Q&A: Texas Medical Association President Dr. Diana L. Fite

Dr. Diana L. Fite was sworn in as the 155th president of the Texas Medical Association (TMA) – America’s largest state medical society – last week. An emergency medicine physician with over 40 years of experience practicing, Dr. Fite begins her term in a time when emergency medicine is one of a select few fields standing between people and the calamitous effects of a global pandemic. 

Just a few days into her term, I called Dr. Fite to hear her assessment of where the Texas health care system is as the state begins to re-open its economy. We also discussed the ways electronic medical record keeping could be improved and Medicaid payment increases for doctors.

 

 

Michael Goldberg: You’re taking the reins at TMA at a tumultuous time. From your standpoint as the President of America’s largest state medical society, how should TMA prioritize the myriad challenges it faces now and in the future with respect to COVID-19? 

Dr. Diana L. Fite: We represent 54,000 physicians as members and another 20,000 that are not TMA members but are practicing in Texas. Many of them are seeing major problems with their office practices due to patients being afraid to come in and offices not having enough PPE to use. But we’ve succeeded thanks to Texans doing a great job with social distancing. We’ve seen a great number of hospital beds open up and we have enough ventilators. We’re ready if we see a bit of a surge from Texas opening up as Gov. Abbott has started to do, though we’ll be in trouble if there’s a huge surge as the whole nation will be.” 

MG: Being an emergency medicine doctor yourself, can you walk me through the psychological wherewithal you think it takes to be a health care worker on the front lines of this crisis?

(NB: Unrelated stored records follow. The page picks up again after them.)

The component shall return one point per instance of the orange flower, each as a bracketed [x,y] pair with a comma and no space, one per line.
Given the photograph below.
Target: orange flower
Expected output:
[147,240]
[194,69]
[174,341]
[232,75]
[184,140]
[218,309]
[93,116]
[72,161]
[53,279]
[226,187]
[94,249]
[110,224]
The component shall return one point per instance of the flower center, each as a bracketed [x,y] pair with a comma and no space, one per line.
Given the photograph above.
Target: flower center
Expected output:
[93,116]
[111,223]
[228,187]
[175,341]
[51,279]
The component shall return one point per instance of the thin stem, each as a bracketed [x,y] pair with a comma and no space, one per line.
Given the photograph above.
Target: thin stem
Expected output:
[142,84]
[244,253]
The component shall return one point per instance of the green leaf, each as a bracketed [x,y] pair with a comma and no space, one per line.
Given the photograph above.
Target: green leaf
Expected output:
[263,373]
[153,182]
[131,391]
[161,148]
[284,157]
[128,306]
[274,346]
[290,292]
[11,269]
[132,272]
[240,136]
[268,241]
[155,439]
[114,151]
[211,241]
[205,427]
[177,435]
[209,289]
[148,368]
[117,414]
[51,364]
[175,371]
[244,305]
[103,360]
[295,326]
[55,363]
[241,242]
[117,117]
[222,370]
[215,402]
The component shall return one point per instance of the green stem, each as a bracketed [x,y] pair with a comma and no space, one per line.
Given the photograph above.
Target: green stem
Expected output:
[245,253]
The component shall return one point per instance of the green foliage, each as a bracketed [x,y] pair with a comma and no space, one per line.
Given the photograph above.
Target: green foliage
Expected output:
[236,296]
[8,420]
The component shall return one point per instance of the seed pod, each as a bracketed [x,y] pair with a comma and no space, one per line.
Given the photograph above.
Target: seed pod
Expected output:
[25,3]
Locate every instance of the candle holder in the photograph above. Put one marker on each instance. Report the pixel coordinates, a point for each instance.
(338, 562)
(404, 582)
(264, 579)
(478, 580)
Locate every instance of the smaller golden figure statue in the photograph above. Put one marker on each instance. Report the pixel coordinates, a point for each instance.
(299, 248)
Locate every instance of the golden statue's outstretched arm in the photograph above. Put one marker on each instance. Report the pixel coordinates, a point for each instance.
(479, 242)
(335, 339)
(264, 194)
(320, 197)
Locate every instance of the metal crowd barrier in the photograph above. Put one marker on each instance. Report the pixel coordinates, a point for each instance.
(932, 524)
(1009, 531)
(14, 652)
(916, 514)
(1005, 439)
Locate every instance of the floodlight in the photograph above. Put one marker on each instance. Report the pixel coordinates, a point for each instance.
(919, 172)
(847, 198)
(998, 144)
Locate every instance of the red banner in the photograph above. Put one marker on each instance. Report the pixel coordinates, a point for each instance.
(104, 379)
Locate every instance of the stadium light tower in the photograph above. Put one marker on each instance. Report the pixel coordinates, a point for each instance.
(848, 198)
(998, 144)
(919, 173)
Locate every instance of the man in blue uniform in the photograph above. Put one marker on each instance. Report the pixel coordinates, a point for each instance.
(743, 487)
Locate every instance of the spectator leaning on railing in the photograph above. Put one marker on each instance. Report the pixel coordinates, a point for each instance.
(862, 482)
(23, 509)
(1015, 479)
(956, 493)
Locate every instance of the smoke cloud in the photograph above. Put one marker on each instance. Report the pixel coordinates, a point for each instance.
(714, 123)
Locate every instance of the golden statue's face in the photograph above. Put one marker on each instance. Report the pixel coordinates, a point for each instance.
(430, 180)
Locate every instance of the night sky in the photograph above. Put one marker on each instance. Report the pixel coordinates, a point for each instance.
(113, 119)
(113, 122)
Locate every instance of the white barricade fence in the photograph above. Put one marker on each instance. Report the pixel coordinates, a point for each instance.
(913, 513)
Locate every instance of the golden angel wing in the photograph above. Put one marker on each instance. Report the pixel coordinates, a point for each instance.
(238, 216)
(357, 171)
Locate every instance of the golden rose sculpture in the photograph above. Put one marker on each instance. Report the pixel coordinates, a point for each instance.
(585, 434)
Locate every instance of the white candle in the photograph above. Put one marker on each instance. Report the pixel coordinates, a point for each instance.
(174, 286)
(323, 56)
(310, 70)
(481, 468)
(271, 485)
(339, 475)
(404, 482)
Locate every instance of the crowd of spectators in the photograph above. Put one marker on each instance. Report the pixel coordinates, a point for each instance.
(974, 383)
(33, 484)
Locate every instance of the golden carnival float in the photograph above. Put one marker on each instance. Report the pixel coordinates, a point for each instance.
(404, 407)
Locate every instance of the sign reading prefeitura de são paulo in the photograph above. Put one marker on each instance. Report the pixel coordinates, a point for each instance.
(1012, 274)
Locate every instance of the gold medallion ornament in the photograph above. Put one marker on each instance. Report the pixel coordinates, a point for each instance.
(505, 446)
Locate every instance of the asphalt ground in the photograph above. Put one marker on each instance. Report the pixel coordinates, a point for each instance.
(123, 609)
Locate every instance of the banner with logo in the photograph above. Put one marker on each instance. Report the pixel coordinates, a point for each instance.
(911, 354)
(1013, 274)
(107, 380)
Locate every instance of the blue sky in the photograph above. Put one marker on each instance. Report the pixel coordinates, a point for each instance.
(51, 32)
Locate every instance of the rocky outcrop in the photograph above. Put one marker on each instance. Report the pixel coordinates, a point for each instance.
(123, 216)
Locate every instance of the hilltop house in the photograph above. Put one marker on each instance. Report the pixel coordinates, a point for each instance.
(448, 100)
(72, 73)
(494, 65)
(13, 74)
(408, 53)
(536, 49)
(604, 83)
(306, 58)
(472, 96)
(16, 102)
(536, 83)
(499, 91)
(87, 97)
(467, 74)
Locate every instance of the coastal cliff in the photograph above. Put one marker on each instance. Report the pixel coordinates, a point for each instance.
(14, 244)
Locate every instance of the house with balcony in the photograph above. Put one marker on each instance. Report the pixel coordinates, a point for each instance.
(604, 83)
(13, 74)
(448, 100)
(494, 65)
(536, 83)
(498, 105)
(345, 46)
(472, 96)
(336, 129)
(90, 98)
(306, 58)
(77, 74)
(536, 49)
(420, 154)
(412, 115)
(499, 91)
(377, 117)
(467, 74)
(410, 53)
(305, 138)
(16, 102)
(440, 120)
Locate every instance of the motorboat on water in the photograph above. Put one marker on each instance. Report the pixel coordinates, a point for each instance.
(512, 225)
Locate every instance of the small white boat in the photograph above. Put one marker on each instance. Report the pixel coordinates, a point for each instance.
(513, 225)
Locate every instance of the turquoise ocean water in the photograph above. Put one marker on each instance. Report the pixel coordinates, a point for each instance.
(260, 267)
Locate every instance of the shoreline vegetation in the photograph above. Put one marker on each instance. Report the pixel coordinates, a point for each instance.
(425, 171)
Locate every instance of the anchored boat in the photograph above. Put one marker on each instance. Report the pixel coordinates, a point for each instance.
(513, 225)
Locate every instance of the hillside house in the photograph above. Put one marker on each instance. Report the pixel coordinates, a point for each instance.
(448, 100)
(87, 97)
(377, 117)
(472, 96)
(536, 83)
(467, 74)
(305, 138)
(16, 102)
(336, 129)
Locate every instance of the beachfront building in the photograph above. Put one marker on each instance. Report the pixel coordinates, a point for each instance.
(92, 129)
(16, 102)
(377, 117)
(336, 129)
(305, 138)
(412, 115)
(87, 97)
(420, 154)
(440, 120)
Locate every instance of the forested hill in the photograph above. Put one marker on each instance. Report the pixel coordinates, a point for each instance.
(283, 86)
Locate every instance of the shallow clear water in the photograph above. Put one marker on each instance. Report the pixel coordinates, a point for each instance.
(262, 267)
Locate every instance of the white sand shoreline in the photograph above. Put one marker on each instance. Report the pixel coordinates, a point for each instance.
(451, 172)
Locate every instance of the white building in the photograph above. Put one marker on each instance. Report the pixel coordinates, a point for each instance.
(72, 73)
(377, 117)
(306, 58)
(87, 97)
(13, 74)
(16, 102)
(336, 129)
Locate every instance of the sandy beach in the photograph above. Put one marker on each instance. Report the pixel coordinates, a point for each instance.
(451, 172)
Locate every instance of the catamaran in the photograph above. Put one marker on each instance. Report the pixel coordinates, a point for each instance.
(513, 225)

DLF: Well, I think you can see that reflected in the extreme measures physicians will take in this moment. They’re totally donned in protective gear head to toe at the hospital. After their shift, they change out of their gear, shower, put on fresh clothes, go home, shower again and put on fresh clothes; this is all before they even see their family. There’s also a bunch that stay at a hotel, just out of fear of bringing the virus home to their family. So that fear surrounding this virus is very real, even for physicians, but I think they do just want to do everything they can to help their patients out.”

MG: You cited “bureaucratic interference in medicine” as one of the top issues you’d like to focus on during your term. How do you see this bureaucratic interference bearing down on physicians and what can be done to rein it in?

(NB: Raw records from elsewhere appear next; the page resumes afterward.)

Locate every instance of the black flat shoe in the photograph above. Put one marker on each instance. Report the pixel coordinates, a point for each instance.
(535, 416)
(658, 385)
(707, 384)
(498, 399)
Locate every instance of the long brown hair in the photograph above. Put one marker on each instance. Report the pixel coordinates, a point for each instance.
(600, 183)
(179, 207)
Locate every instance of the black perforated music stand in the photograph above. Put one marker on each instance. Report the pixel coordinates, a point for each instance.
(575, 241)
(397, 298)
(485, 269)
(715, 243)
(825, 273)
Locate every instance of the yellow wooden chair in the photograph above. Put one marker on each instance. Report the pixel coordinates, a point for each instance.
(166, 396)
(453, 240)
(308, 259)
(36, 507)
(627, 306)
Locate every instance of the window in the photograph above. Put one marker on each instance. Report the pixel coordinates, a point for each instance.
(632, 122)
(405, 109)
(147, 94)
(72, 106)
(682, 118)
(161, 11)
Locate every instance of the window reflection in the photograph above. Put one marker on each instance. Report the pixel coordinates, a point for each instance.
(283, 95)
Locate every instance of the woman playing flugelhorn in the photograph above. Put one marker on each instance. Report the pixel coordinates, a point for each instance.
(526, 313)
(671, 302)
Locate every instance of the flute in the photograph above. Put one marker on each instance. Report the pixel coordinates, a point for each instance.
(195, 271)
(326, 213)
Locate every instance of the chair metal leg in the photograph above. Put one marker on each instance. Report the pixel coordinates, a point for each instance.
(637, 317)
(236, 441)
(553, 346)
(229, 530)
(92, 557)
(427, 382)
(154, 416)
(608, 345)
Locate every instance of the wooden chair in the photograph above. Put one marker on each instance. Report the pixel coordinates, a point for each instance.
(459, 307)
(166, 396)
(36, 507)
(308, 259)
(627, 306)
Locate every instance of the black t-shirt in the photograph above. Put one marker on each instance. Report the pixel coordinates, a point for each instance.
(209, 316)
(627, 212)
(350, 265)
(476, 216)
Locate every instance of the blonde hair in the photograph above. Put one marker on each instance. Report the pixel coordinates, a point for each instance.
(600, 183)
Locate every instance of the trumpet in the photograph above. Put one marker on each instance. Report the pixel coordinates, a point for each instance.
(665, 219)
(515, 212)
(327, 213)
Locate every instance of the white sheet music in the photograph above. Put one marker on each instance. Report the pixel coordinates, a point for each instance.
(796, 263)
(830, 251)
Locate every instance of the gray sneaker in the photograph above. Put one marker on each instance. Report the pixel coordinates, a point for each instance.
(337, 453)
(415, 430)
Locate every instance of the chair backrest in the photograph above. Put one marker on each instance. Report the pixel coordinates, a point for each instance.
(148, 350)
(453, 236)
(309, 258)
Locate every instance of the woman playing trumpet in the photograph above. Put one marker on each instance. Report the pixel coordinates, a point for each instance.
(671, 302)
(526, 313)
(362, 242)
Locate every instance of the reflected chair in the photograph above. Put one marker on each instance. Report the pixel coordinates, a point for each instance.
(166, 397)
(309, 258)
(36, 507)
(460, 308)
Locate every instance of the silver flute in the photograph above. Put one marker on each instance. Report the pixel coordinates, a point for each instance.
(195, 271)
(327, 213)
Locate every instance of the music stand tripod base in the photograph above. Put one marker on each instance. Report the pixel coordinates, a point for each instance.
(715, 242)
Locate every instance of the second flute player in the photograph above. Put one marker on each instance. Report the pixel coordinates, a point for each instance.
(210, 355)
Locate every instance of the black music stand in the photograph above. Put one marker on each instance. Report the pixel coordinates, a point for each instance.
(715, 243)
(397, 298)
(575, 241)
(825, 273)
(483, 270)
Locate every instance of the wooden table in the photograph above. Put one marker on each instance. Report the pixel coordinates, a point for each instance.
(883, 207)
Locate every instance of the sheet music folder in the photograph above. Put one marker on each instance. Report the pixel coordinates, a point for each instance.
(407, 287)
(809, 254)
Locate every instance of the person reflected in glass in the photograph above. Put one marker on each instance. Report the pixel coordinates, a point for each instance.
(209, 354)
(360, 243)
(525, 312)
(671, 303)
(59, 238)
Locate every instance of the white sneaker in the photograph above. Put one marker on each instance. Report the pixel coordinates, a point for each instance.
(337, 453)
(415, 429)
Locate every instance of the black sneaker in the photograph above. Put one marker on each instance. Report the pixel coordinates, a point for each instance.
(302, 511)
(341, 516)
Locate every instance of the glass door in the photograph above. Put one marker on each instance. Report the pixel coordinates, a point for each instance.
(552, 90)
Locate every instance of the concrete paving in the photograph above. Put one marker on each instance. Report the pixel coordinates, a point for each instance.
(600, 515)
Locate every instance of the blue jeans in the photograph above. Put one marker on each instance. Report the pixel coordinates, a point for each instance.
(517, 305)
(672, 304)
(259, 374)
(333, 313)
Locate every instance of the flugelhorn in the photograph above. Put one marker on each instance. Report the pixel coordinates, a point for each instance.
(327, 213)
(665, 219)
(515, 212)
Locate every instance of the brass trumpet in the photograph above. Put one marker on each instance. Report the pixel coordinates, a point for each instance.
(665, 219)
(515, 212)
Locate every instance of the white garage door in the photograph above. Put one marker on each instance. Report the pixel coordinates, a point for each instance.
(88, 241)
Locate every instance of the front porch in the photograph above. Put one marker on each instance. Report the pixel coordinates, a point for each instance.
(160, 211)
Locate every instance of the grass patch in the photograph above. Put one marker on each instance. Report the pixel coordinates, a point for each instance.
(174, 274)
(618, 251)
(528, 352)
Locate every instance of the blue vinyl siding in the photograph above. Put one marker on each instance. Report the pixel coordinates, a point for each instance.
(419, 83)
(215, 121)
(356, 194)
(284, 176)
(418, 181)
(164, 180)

DLF: A huge interference occurred years ago when they required us to use electronic medical records which has been a real burden to many physicians. Yes, we all like the technology but these multiple clicks they expect us to make, you can’t imagine how much time it takes up to do these electronic medical records. Studies have shown that you spend far more time doing records than you spend face to face with patients. And yet, the records are not interoperable; they don’t go between hospital systems, which we were told was the purpose of this in the beginning. You can’t see what other systems have done in terms of testing, diagnoses a patient has, etc; it’s useless in that respect. It comes down to the fact that this was primarily a tool for billing purposes for facilities. It imposes a huge bureaucratic burden which can definitely be improved by making the systems interoperable, and letting some data processing clerks work with the technology.

Bureaucracy is also a factor in a “metric focussed” type of system where administrators require physicians to see a certain number of patients per hour, order a certain number of tests through a hospital system rather than, perhaps, ordering tests from a different place that might save the patient money or be a patient’s preference. If you don’t go along with it, you can risk losing your job or decreasing your salary.”

MG: I think there is a sense in the health care sector and beyond that the implementation of new technology is always, unquestionably, a net positive. Do you think there needs to be more careful thought applied when a new technology comes to the fore?

DLF: Doctors embrace technology, of course, but work with us to make it a net positive rather than having the bureaucracy suddenly come down and order things to be done a certain way. It happens, often in the Legislature, where they decide to connect these systems with payment to ways to keep our office going and care for our patients. It’s almost threatening; if you don’t do what they’ve decided, it’s going to hurt you. This happens instead of us working together to do what’s best for our patients in the long run.”

MG: What would you tell legislators in Texas to focus on right now?

DLF: They need to increase Medicaid payments, to the extent they can do that as it’s so connected to the federal government. But physicians overall, with a couple of tiny extensions that were pretty much taken back after they were given, have not received a Medicaid pay increase in 20 years. The amount they get is so minimal – it’s essentially paying out-of-pocket for some patients just to take care of them. Some doctors have to try to get quite a few Medicaid patients just to take any Medicaid patients. Let’s get our Medicaid payment at least up to par with Medicare, if not more decent than that.” 

MG: In your view, why haven’t Medicaid payments been increased in 20 years?

DLF: I think it’s twofold. Texas is very proud of the fact that they try to keep a good budget. They don’t want to be a state known for not meeting their budget. They always find it easier to not increase Medicaid payments because they feel so confident that the physicians will continue to take care of patients no matter what. So, they find it too easy not to increase the rates.”

This conversation has been edited and condensed for clarity.